The second principle is that an applicant must show that he may suffer irreparable injury which cannot be compensated in monetary terms.  The plaintiff is of the view that it will suffer irreparably because it is unable to utilize its land and even if there was some ascertainable damages it will be extremely difficult to recover the same from the defendants.  The defendants have only pointed out that damages are ascertainable.  They did not demonstrate to this court whether they will be able to meet the enormous damage.  In my view, this is a case where the kind of damage is ascertainable but the peculiar circumstances of the case favour that the order of injunction should be granted notwithstanding that in order to protect the sanctity of title and rights conferred therein.  I am fortified by the decision of the court of Appeal in the case of Taj Super Power Cash and carry Ltd. = vs= Nairobi City Council and two others E.A. No. 111 of 2002 in which the court of Appeal stated as follows:

“This court has recognized and held in the past that it is the trespasser who should give way pending the determination of the dispute and it is no answer that the alleged acts of trespass are compensable in damages.  A wrong doer cannot keep what he has taken because he can pay for it.”

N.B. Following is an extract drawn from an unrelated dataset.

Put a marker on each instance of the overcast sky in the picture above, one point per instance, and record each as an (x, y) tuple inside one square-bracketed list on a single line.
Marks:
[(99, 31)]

The third and final principle is that if the court is in doubt it should decide the case on a balance of convenience.  It is the submission of the defendants that they have been in occupation since the early 1970s hence they will be more inconvenienced than the plaintiff.

The defendants do not deny that they are creatures of the Water Act, 2002.  That Act came into operation on 18th March 2003.  It is said that the suit premises was in possession of the Ministry of water from the early 1970s and possession was later handed over to the National Water Conservation and Pipeline Corporation.  It is said by virtue of a letter of allotment of February 2003, the land was allotted to the defendants.  The sum total in my view is that the defendants came into being in the year 2003.  It is not clear when they took over occupation of the suit premises.  I can only presume that they took over occupation of the same after the National Water Conservation & Pipeline Corporation obtained letters of allotment.  As of now there is strong evidence that they came into occupation not long ago and at the time when the plaintiff was in possession of a title deed which has not been challenged.  I am of the view that the balance of convenience tilts in favour of the plaintiff in that the plaintiff despite having title is prevented from developing its property.  The plaintiff is at the mercy of the defendants who despite having been directed by the Permanent Secretary, Ministry of Lands and Housing on 29th June 2005, to initiate a process to repossess the land, have just sat on their laurels riding on that notice to stay put in occupation.

In the end, I find the summons well founded.  It is allowed as prayed with costs to the plaintiffs.

Dated and delivered at Mombasa this 14th  day of February 2007.

J.K. SERGON

J U D G E

In open court in the presence of Mr. Okongo for the plaintiff and Mrs. Murangi for the 2nd defendant.